Déjà, la CPI s’était signalée en disant, autrefois, qu’elle suivait de près tous ces dossiers et qu’ils ne resteraient pas impunis.  Et, finalement, que cachent toutes ces enquêtes, plaintes ou sanctions ? Matières  à méditation.

Remake

«Nous sommes en 1998 dans l’est de la RDC et la seconde guerre du Congo fait rage. Les rebelles du RCD, soutenus par le Rwanda, affrontent l’armée du président Laurent-Désiré Kabila. Le 10 octobre, alors que les combats se concentrent autour de la ville de Kindu, un Boeing 727 de la compagnie Congo Airlines, surnommée la CAL, est abattu par un tir de missile. A son bord,  une cinquantaine de personnes. Le lendemain sur RFI, l’attaque est revendiquée par Alexis Thambwe Mwamba, à l’époque responsable politique du RCD : « Nous avons abattu aujourd’hui, à Kindu, un avion de la compagnie CAL qui venait de Kinshasa. Il y avait à bord une quarantaine de militaires et un armement militaire extrêmement important. Nous avons abattu un avion civil, c’est vrai, mais parce que nous avions des informations précises que les renforts venant de Kinshasa arrivaient à Kindu par un avion civil ». Une version démentie par la compagnie aérienne et de nombreux témoins cités par La Libre Belgique. Ils affirment que l’avion «décollait » de Kindu avec à son bord,  43 civils dont des femmes et  enfants cherchant à fuir les combats.

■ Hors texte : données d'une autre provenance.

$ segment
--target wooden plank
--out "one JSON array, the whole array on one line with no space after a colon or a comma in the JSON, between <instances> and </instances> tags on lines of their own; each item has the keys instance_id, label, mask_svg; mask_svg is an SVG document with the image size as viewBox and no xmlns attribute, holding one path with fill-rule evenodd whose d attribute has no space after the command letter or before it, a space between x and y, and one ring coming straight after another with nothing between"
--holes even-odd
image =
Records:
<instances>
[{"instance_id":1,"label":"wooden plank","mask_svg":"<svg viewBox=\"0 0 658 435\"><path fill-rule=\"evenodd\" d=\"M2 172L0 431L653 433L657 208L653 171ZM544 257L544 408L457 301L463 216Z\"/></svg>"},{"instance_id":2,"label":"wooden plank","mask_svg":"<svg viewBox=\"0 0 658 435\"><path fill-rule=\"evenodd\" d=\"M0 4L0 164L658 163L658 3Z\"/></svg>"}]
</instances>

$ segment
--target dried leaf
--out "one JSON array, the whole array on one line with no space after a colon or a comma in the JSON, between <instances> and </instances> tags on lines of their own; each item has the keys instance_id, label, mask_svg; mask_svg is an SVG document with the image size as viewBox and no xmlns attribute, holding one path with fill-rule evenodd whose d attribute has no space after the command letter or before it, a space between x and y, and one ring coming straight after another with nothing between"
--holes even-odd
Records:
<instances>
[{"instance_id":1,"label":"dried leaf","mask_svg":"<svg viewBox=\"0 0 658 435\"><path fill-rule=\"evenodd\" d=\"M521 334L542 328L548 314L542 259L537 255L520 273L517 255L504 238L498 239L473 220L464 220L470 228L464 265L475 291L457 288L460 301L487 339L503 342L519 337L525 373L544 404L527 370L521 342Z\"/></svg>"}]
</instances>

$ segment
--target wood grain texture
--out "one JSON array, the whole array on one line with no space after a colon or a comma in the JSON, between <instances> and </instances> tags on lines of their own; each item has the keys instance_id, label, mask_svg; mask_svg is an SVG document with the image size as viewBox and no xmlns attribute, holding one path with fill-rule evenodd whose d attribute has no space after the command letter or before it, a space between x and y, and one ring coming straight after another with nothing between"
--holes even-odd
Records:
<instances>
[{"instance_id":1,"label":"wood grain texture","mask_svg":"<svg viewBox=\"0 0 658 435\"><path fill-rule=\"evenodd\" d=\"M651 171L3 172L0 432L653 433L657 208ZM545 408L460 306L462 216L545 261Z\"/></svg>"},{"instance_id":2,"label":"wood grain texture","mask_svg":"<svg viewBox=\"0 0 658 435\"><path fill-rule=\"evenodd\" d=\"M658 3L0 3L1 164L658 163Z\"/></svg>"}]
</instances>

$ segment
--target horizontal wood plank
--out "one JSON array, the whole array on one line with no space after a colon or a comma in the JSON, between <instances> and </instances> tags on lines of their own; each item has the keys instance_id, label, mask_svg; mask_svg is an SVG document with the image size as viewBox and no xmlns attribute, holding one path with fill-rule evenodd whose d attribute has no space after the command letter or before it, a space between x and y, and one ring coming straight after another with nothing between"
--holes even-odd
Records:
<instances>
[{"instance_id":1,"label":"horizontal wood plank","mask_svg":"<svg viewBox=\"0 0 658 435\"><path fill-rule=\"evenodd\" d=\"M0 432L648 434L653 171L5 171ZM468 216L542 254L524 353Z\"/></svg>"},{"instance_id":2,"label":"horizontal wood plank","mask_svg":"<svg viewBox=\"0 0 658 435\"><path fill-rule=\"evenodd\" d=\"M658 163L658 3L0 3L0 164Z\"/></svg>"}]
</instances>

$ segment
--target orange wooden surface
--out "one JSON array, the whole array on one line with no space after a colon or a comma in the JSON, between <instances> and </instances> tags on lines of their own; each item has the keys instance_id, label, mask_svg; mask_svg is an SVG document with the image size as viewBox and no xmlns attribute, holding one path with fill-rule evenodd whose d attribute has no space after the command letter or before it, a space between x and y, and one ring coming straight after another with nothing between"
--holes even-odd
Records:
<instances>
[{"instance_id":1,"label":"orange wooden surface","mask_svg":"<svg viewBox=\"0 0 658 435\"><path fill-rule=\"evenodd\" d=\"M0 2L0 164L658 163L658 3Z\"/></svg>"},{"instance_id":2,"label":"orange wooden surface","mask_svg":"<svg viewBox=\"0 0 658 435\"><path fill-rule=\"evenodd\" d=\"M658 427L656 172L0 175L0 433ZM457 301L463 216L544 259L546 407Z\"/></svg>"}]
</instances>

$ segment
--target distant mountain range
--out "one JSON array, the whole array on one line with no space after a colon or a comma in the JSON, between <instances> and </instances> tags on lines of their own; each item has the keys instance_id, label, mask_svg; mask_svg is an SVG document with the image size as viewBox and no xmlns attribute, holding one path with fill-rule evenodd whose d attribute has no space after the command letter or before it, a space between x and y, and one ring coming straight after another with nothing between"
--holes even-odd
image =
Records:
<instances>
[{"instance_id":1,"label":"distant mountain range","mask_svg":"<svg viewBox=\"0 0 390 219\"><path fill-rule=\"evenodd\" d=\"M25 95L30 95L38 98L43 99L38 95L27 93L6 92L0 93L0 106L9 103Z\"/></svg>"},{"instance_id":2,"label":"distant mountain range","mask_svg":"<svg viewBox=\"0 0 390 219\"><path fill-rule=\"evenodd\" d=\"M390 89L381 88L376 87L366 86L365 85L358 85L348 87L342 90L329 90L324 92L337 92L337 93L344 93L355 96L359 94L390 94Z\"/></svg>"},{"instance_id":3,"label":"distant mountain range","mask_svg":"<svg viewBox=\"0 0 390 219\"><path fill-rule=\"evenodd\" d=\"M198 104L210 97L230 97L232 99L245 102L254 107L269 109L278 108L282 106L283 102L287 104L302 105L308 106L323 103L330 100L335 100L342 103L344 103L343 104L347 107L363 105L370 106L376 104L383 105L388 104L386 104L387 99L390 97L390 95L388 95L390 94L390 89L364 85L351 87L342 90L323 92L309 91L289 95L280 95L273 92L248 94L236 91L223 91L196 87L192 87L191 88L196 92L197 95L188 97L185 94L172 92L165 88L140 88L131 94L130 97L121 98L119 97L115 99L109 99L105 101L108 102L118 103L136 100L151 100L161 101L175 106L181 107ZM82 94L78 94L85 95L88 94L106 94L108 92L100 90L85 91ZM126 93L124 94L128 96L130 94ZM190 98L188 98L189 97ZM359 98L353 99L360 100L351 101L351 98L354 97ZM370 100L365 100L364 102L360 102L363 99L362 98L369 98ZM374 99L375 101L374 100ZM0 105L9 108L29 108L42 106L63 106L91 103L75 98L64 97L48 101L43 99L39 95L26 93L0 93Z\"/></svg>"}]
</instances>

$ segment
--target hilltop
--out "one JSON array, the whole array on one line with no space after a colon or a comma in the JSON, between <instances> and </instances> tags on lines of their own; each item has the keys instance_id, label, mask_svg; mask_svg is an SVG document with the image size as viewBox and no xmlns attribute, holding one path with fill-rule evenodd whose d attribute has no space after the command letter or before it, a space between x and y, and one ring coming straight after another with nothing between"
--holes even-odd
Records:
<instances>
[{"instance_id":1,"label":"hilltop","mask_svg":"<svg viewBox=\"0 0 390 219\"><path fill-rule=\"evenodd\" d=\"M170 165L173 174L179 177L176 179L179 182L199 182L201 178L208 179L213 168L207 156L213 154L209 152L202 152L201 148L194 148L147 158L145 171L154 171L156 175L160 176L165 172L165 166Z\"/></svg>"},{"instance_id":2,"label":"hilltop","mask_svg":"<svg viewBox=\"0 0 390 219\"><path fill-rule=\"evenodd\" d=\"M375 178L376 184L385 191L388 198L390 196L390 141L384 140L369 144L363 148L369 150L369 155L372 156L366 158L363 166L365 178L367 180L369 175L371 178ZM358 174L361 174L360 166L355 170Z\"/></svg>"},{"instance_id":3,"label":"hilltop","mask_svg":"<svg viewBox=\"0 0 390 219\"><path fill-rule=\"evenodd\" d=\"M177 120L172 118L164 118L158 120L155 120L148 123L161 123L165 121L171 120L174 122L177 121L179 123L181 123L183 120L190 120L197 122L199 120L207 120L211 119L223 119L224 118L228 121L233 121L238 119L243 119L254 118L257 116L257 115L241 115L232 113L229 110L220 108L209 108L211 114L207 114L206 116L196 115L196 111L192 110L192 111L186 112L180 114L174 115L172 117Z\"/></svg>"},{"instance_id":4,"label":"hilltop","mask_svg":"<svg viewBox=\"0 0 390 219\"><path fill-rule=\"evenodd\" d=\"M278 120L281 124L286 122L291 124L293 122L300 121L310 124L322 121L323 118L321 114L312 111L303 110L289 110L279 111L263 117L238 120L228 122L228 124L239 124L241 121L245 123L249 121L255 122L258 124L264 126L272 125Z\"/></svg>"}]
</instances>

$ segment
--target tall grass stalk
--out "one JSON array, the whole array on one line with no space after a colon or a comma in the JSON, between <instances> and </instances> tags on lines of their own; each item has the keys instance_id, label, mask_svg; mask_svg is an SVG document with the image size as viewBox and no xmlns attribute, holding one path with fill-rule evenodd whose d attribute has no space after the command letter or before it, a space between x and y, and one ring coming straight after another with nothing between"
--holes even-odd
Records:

Les familles des victimes et les ONG parties civiles affirment avoir essayé longtemps de porter l’affaire devant la justice congolaise avant de se retourner vers la justice belge. La plainte était recevable selon leur avocat Alexis Deswaef, car Alexis Thambwe Mwamba a une résidence en Belgique depuis 19 ans et y détient un permis de séjour permanent. La justice belge a donc,  une compétence directe à ce titre puisque le lien avec le Royaume de Belgique  est effectif. C’est aussi le cas pour sa fille, Ngalula Fleur Thambwe Mwamba, contre qui la plainte porte aussi, cette fois pour détournement de fonds publics. La plainte porte d’ailleurs aussi sur des faits plus récents, des traitements inhumains et dégradants, comme des actes de torture commis au Congo sous la responsabilité d’Alexis Thambwe Mwamba au titre de son mandat actuel de ministre de la Justice », rapporte l’AFP.